Who cannot or should not apply?
In short, “extreme hardship” must be something beyond normal difficulties of family separation and relocation. Common scenarios where USCIS is likely to find “extreme hardship”:
- The qualifying relative is an active member of the US armed forces;
- The qualifying relative suffers from a serious illness, and treatment would not be available in the applicant’s country;
- The qualifying relative has a serious disability that would make life difficult in the applicant’s country;
- The qualifying relative would risk violence or persecution in the applicant’s country, for example, because the qualifying relative is a same-sex spouse and the applicant’s country has outlawed same-sex relationships.
If my provisional waiver is granted, do I still have to leave the United States in order to become a Lawful Permanent Resident?
Yes. A common misunderstanding is that the new waiver process eliminates the requirement to apply for a visa at the consulate abroad. The waiver can reduce the time period you have to spend abroad (from over a year, to just a few weeks or months). However, if you are not eligible to adjust status within the United States, you will still have to leave in order to obtain your immigrant visa from the consulate abroad.
If my provisional waiver application is denied, can I still apply for a hardship waiver at the consulate?
Yes, if your provisional waiver application is denied, you can still leave the United States and submit a regular I-601 waiver at the consulate.
What type of information should I gather for my application?
- Your immigration history (how many times you have entered the United States, what applications have been filed for you in the past, whether you have ever been in immigration court proceedings).
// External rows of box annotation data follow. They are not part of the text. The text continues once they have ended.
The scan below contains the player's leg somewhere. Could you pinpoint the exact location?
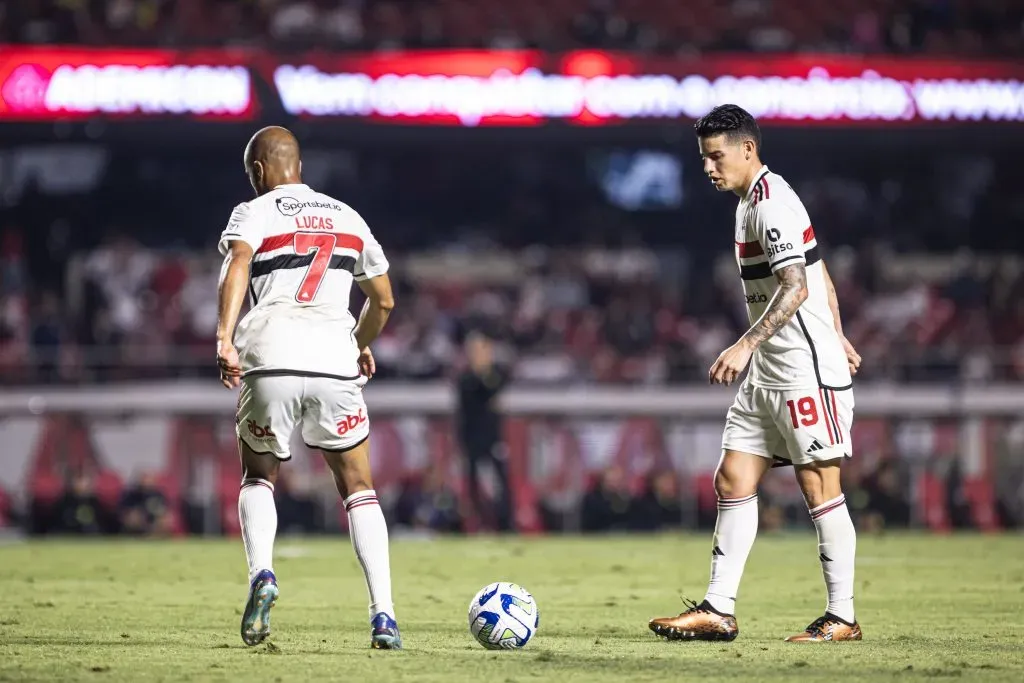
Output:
[705,451,772,614]
[323,438,401,649]
[779,389,861,642]
[649,384,780,640]
[237,377,299,645]
[302,379,401,649]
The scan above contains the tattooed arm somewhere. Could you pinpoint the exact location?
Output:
[708,261,807,384]
[821,261,860,375]
[741,262,807,350]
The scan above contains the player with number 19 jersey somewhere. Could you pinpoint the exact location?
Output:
[218,184,388,380]
[722,166,854,465]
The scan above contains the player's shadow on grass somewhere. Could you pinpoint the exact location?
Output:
[4,636,167,647]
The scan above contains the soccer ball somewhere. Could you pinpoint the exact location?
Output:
[469,581,541,650]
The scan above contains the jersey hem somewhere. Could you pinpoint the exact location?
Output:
[242,368,362,382]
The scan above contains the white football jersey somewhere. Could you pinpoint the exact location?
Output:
[218,184,388,380]
[735,166,852,390]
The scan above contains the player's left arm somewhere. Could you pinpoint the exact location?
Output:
[708,200,808,384]
[739,261,807,353]
[821,261,860,375]
[217,240,253,388]
[217,203,263,389]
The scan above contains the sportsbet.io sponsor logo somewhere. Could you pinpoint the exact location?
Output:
[273,197,341,216]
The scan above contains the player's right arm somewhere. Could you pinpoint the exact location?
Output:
[821,261,860,375]
[352,225,394,377]
[217,204,263,388]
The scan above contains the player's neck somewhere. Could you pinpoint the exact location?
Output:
[733,159,765,199]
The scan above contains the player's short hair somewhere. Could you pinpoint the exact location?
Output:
[693,104,761,153]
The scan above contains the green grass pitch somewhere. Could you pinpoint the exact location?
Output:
[0,533,1024,683]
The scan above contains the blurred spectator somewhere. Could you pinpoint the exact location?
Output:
[851,460,910,531]
[456,331,513,531]
[51,474,117,536]
[393,467,463,533]
[0,0,1022,55]
[630,470,683,531]
[580,467,633,531]
[118,473,172,536]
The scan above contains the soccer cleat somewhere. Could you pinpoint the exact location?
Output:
[370,612,401,650]
[236,569,279,646]
[785,612,861,643]
[647,600,739,641]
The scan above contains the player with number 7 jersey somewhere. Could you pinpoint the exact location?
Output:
[219,183,388,380]
[217,126,401,649]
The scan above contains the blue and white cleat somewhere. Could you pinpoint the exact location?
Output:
[242,569,280,646]
[370,612,401,650]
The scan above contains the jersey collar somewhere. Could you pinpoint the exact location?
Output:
[746,164,769,200]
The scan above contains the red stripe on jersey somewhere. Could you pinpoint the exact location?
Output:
[736,240,765,258]
[256,232,362,254]
[818,387,836,445]
[828,390,843,443]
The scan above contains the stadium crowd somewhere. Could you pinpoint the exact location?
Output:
[0,0,1024,55]
[6,232,1024,384]
[0,141,1024,384]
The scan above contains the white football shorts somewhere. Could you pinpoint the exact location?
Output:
[722,382,853,465]
[234,375,370,460]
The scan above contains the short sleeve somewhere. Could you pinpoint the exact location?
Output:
[355,230,388,281]
[755,200,808,272]
[217,202,263,255]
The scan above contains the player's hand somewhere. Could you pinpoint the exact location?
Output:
[217,341,242,389]
[359,346,377,379]
[708,339,754,386]
[841,337,860,375]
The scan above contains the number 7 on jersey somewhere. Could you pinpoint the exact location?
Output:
[294,232,338,303]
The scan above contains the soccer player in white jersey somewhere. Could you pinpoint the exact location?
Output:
[217,127,401,649]
[649,104,861,642]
- Your criminal history (how many times you have been arrested and when, what you were charged with, what your sentence was).
- Think about how your qualifying relative would suffer if s/he had to stay in the United States without you, or if s/he had to leave the United States to go back to your home country. Consider your relative’s financial situation, medical needs, any history of mental health challenges or emotional trauma, educational history, etc.